Setelah cukup reda, Syarif pun tampak kelelahan karena selama dua jam lebih mengurung para aktifis itu di dalam rumah. Pamit untuk keluar sebentar yang katanya hanya 5-10 menit, Syarif sempat mengeluarkan instruksi agar tak ada orang di situ yang keluar juga tak ada orang luar masuk ke dalam rumah.

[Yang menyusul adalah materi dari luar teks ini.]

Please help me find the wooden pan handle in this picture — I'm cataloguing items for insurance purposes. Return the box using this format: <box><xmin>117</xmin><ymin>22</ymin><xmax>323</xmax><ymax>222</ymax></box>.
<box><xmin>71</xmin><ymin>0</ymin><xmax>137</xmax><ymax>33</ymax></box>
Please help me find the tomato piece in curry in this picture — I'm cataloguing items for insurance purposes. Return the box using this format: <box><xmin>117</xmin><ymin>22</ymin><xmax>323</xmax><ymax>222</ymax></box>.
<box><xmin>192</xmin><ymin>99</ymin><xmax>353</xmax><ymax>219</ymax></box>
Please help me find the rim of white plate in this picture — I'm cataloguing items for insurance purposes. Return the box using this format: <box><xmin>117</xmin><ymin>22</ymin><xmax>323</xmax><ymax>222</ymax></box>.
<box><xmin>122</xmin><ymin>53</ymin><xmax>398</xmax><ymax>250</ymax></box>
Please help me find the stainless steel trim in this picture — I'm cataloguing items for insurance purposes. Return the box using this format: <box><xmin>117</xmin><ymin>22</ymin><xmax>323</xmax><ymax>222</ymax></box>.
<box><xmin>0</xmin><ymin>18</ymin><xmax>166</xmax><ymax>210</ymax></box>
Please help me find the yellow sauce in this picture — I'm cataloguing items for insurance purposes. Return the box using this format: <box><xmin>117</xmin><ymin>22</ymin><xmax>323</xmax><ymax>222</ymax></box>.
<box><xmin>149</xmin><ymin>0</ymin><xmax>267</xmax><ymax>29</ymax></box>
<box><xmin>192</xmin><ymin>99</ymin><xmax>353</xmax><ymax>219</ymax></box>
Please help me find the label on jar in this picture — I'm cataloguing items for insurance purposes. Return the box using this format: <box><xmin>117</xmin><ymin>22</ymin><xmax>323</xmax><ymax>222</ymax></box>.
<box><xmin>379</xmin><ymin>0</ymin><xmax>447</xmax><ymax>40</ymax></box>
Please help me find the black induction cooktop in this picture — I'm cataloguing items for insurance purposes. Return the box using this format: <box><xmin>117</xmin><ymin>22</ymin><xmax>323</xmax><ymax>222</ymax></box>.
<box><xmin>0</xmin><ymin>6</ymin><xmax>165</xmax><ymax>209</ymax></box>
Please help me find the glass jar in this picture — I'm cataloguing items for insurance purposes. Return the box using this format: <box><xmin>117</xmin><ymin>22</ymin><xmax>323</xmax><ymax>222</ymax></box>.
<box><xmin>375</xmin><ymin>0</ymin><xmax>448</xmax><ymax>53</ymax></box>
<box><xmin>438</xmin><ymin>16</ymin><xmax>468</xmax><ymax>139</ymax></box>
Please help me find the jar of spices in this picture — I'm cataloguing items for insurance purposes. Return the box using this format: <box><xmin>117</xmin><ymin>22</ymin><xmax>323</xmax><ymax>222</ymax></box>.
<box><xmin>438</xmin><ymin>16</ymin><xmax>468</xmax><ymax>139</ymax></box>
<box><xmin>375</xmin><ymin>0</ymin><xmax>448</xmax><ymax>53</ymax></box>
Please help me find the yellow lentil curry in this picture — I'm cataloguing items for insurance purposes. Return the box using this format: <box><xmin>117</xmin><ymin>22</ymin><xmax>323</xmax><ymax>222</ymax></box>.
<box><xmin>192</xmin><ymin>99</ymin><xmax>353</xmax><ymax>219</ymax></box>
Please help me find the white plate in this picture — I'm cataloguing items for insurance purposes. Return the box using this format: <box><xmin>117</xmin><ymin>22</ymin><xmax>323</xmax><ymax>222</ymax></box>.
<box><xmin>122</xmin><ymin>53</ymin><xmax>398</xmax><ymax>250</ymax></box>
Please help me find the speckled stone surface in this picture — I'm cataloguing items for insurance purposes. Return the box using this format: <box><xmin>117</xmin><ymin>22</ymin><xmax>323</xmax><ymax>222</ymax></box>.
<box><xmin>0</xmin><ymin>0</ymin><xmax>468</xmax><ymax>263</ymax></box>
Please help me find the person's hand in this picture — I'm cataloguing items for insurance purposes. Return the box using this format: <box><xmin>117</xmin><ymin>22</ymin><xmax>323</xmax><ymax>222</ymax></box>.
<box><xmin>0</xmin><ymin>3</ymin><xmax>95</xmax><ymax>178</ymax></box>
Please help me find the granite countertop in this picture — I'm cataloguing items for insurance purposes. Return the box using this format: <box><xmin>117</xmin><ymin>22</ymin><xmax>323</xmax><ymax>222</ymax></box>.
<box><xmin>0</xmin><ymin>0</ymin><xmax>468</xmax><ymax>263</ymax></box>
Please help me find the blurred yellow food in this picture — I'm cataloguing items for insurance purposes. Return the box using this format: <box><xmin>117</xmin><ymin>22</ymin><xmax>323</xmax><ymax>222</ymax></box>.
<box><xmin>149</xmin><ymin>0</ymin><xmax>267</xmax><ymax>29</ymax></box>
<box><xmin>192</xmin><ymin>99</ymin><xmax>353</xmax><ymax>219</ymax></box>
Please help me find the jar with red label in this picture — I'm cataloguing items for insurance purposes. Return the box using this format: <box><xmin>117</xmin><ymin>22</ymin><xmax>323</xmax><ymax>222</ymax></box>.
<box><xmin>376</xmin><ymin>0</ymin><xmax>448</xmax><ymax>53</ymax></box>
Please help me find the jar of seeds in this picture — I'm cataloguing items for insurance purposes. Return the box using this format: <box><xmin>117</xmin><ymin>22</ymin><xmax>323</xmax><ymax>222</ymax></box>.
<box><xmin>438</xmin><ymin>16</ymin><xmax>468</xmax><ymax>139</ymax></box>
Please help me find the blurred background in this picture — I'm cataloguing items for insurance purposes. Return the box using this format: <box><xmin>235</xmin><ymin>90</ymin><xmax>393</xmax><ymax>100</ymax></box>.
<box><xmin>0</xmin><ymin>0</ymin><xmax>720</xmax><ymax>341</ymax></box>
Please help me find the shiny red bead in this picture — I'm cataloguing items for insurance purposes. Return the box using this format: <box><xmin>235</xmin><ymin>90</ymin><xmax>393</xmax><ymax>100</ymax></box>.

Tepat saat menutup pintu rumah, pihak keamanan Mesir datang. Karena menggunakan kendaraan angkutan umum (angkot), Syarif tak menyangka kalau mereka itu pihak keamanan yang berbaju preman. Dia berlalu saja, meski menurut sejumlah saksi mata Syarif juga sempat sedikit terperanjat dengan keberadaan angkot yang masih dinyalakan mesinnya itu di depan kantor NU Mesir.

Pak Haras lalu mendekati 2 pria berbadan tegap itu, karena yakin kalau mereka adalah pihak keamanan. Setelah salah seorang dari mereka selesai melakukan pembicaraan telpon, mereka lalu menyergap Syarif. Kaget dengan perlakuan itu, Syarif pura-pura tak tahu dan tanya ada apa.

Plakk!! Sebuah pukulan mendarat di wajah Syarif, ditambah gertakan seharusnya mereka yang tanya, bukan Syarif. Diperlakukan keras seperti itu, nyali Syarif jadi ciut. Rupanya dia baru menyadari kalau yang berada di depannya betul-betul pihak berwenang. Syarif pun digeledah dan sempat ditampar dan dijambak beberapa kali. Ketika itu, Syarif masih mengelak dari pertanyaan dan dakwaan, bahkan saat ditanya dimana ibunya (Mama), Syarif mengatakan sudah meninggal.

Syarif pun dibawa ke kantor polisi Nuqthoh Hay Ashir (setingkat Babinsa). Dari pihak pelapor, Aziz dan Adon juga ikut, ditemani Pak Haras. Saat di kantor polisi itulah, Syarif semakin memperlihatkan kecengengannya. Setelah sempat mengelak lagi dari pertanyaaan-pertanyaan yang diajukan, Syarif menjadi tersudut saat pernyataannya di-cross check pada Aziz dan Adon.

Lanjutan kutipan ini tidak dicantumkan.